Datenbestand vom 12. November 2025
Verlag Dr. Hut GmbH Sternstr. 18 80538 München Tel: 0175 / 9263392 Mo - Fr, 9 - 12 Uhr
aktualisiert am 12. November 2025
978-3-8439-5679-6, Reihe Elektrotechnik
Marvin Tammen Combining Model-Based and Learning-Based Approaches for Speech Enhancement
206 Seiten, Dissertation Carl von Ossietzky Universität Oldenburg (2025), Hardcover, B5
In many speech communication devices, such as smartphones, smartspeakers, and hearing devices, the microphones capture not only the target speaker but also undesired ambient noise, degrading speech quality and speech intelligibility. Speech enhancement algorithms aim at extracting the target speech from the recorded microphone signals by suppressing noise while not distorting the target speech. Over the past decade, there has been a shift from model-based statistical signal processing approaches to learning-based data-driven approaches. Although model-based approaches offer interpretability and theoretical guarantees, they often struggle in complex, real-world acoustic scenarios where their assumptions are violated. In contrast, learning-based approaches generally achieve higher performance in such scenarios due to their strong representation capacity but may lack interpretability, theoretical guarantees, and robustness when the data observed during inference does not match the training data.
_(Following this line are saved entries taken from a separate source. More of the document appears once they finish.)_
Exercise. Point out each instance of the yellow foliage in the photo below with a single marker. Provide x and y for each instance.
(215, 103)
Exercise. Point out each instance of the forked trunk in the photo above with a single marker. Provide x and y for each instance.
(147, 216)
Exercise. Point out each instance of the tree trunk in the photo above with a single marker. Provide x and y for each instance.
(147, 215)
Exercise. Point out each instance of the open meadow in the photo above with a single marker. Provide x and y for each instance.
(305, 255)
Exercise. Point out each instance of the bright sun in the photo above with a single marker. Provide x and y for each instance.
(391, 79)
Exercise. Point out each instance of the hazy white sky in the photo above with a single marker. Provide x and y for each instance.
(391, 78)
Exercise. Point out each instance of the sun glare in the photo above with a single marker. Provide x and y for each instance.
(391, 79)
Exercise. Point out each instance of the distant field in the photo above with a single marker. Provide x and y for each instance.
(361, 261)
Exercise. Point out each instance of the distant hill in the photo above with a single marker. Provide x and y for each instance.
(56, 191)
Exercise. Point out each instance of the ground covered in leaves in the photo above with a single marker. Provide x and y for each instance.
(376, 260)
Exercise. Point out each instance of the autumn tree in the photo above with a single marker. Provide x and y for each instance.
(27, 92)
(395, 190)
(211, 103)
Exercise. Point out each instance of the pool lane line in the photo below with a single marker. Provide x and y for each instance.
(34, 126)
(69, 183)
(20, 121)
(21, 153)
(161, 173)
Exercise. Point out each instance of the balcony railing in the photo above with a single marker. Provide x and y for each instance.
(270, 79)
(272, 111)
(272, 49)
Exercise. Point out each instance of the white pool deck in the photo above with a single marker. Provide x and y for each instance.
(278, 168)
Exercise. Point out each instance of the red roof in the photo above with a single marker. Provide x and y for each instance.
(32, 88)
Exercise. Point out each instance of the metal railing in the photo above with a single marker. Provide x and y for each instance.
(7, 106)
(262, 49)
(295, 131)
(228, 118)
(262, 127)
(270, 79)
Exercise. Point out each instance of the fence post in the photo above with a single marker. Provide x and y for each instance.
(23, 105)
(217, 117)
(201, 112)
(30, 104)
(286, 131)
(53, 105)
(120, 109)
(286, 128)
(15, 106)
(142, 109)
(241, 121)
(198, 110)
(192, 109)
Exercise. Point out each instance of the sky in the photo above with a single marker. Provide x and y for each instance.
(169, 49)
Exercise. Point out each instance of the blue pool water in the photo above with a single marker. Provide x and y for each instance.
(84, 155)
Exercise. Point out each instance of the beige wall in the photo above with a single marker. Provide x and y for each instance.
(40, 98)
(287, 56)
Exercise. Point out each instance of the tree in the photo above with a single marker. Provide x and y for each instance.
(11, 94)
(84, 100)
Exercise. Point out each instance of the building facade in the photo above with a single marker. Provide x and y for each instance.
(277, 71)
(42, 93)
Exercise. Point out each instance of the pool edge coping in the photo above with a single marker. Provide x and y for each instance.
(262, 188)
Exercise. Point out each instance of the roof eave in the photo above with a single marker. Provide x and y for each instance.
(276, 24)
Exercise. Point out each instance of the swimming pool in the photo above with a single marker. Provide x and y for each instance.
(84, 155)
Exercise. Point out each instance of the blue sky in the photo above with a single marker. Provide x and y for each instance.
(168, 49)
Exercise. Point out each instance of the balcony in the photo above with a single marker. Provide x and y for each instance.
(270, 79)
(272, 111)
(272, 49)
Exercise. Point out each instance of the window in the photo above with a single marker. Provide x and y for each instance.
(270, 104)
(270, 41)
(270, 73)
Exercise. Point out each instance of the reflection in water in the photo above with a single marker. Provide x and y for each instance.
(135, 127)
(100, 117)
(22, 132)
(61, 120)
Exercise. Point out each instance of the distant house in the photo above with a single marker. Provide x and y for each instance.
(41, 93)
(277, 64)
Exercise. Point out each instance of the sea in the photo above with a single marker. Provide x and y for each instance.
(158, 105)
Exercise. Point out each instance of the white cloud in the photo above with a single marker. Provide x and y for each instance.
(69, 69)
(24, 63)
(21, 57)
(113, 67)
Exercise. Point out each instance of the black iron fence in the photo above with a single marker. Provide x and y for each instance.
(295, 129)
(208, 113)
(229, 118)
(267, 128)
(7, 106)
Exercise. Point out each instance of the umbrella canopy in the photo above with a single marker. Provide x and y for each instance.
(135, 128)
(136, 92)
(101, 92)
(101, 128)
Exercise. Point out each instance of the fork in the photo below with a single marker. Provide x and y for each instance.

Motivated by the potential to combine the interpretability of model-based approaches with the strong representation capacity of learning-based approaches, the primary objective of this thesis is to develop and evaluate hybrid speech enhancement algorithms that employ a learning-based stage to estimate quantities required by a model-based enhancement stage. The main focus is on investigating whether imposing structure on the estimated quantities—such as correlation matrix structure, correlation vector structure, or spatial structure—improves speech enhancement performance, interpretability, and computational complexity. Another focus is on developing geometry-robust hybrid speech enhancement algorithms that can operate with arbitrary microphone array configurations. While the developed algorithms can be used for various speech enhancement applications, our focus is on hearing devices, where low latency is crucial.